United States Steel Corporation (US Steel) has reported first quarter 2025 adjusted net earnings per diluted share guidance of $0.53 to $0.49. Comparatively, the company reported fourth quarter 2024 adjusted net loss of $0.13 per diluted share. The company expects its adjusted EBITDA for the first quarter to be approximately $125 million.
In a press release, the company said the Flat-Rolled segment’s adjusted EBITDA is expected to be lower than the fourth quarter, primarily driven by typical seasonal logistics constraints in the mining sector, which will unwind in the second quarter. The company’s Mini Mill segment’s adjusted EBITDA is expected to be higher than the fourth quarter due to an increase in shipments. For the first quarter, the company expects approximately $50 million in ramp-related impact from Big River 2. US Steel’s tubular segment’s adjusted EBITDA is expected to be higher than the fourth quarter due to an increase in prime shipments and higher average selling prices.

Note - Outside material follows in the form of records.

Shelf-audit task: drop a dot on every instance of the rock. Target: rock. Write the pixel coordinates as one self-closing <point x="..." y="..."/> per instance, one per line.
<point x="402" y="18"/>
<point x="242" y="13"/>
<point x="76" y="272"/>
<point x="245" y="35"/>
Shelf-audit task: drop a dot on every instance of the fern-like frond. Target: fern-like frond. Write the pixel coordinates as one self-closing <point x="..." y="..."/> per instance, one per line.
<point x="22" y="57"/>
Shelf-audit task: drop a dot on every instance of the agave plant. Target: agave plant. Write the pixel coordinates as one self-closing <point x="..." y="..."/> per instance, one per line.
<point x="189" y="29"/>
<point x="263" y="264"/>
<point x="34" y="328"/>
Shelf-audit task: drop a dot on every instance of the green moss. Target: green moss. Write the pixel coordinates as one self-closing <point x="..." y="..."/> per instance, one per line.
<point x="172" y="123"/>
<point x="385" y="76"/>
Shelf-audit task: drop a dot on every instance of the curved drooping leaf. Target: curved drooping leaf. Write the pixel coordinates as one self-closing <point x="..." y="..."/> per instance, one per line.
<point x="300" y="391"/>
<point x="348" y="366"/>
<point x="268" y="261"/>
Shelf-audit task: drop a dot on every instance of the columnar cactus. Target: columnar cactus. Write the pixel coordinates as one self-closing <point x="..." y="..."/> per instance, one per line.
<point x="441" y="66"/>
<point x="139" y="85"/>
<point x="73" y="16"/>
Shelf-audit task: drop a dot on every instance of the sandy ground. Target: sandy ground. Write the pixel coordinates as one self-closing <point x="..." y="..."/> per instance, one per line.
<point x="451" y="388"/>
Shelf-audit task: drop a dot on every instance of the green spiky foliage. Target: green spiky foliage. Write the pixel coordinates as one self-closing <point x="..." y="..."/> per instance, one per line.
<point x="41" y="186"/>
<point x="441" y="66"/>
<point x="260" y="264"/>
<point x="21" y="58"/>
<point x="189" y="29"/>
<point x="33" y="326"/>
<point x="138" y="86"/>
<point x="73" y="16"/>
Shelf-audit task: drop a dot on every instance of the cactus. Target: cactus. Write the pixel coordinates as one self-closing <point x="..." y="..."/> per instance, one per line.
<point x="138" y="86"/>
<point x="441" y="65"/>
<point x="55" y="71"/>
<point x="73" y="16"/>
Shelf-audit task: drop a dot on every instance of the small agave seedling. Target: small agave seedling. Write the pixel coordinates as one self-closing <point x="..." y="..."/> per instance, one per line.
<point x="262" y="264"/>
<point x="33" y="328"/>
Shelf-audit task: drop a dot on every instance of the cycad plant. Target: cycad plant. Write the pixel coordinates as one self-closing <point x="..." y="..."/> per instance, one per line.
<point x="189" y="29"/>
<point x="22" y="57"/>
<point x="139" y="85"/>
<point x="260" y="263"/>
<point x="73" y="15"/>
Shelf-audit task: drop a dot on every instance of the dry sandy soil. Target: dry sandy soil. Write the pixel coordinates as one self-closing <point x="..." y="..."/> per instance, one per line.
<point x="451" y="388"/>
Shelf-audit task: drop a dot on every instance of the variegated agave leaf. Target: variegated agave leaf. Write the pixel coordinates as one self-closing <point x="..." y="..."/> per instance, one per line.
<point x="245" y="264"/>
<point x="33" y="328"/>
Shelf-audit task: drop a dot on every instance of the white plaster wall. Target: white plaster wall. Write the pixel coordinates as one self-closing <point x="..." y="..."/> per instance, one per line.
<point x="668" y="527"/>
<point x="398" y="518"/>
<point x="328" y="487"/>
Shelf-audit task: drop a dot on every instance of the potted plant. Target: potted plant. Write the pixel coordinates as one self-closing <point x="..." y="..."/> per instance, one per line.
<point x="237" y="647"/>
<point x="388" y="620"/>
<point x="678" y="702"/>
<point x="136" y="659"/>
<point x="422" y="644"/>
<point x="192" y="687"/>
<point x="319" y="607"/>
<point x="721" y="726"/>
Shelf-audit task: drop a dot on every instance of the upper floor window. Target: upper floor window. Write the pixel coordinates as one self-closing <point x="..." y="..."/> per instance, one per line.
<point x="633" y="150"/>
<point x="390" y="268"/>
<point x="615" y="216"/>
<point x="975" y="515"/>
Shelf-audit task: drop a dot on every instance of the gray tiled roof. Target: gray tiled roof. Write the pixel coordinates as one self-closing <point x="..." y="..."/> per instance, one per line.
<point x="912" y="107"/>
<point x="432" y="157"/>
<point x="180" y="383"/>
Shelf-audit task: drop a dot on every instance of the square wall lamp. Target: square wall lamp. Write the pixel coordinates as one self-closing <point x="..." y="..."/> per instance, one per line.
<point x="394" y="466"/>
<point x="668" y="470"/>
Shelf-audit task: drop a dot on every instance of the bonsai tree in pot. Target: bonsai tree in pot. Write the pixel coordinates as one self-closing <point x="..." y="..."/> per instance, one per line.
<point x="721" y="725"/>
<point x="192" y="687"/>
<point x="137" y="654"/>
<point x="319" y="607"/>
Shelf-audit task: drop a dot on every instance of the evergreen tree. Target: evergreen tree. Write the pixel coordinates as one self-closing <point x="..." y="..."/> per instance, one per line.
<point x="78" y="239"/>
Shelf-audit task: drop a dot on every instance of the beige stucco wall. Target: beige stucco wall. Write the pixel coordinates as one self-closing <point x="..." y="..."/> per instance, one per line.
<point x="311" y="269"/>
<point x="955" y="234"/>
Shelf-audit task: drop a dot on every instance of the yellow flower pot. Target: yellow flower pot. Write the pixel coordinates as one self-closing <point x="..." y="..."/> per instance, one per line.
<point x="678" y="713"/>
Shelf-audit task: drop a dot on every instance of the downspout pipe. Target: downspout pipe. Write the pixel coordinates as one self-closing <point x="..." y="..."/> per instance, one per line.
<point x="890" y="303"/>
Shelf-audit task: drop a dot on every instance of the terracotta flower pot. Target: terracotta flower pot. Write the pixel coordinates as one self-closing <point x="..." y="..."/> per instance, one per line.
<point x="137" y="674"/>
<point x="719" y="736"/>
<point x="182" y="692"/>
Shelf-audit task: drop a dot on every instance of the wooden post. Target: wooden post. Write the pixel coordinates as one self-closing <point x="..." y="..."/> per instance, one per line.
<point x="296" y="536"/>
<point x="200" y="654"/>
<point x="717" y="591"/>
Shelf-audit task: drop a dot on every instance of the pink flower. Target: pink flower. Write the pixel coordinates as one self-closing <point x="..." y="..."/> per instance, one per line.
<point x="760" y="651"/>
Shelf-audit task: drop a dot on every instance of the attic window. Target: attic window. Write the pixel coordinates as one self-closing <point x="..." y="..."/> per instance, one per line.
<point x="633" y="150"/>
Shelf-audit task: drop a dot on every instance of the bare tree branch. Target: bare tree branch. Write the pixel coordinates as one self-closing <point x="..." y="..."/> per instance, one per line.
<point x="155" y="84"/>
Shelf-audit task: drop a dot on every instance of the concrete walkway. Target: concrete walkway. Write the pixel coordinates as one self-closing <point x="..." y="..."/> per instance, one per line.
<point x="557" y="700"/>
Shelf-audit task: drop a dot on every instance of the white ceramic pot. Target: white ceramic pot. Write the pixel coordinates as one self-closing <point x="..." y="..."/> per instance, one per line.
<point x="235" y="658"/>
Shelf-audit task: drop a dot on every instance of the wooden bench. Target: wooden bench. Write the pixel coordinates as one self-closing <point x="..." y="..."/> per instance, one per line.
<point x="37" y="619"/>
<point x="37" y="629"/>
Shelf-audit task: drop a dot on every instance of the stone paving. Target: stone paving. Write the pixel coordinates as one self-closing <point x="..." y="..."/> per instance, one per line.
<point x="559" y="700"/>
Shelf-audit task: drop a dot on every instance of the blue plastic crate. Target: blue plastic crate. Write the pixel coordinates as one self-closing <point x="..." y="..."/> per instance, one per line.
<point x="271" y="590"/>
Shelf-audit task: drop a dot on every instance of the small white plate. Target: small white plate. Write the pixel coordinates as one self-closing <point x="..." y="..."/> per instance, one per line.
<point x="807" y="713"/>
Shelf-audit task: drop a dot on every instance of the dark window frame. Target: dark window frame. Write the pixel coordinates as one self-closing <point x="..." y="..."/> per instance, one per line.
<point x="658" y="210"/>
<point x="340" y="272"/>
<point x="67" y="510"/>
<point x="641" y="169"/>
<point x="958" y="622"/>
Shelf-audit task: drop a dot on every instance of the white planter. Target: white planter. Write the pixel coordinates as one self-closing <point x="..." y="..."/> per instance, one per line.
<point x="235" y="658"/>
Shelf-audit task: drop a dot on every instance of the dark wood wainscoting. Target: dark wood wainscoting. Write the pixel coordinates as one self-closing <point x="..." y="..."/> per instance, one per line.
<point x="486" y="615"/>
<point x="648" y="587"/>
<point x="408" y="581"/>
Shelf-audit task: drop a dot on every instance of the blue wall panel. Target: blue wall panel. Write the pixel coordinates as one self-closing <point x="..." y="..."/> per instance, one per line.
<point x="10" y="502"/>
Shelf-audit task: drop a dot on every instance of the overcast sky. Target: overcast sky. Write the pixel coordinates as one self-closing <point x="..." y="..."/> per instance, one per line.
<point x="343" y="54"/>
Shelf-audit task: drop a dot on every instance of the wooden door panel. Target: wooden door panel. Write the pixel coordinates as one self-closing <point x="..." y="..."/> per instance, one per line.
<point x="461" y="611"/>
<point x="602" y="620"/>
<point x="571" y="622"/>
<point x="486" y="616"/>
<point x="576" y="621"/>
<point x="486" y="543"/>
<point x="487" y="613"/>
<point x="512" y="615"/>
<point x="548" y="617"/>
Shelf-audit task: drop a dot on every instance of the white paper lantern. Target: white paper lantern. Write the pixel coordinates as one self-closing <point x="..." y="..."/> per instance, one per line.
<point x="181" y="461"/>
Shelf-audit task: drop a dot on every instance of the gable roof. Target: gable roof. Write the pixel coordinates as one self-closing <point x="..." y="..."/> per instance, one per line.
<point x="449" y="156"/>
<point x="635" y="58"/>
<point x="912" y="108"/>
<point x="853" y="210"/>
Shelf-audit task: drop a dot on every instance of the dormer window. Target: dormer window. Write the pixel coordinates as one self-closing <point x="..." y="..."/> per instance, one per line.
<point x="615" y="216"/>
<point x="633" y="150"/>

“Adjusted EBITDA guidance of $125 million is in line with our prior first quarter outlook. The North American Flat-Rolled segment's commercial strategy, combined with a strong emphasis on operational efficiencies and cost management, continues to drive strength within the segment. Our Mini Mill segment should see a sequential improvement based on increasing volumes from both Big River Steel (BRS) and Big River 2 (BR2). In Europe, the pricing environment has slightly improved, however demand remains subdued. We continue to manage our production levels in line with our customers' demand and our planned maintenance schedules. The Tubular segment continues to face pressure from the lagged impacts of a weak pricing environment, however, we remain optimistic for pricing improvements moving forward,” said David B. Burritt, President and CEO of US Steel.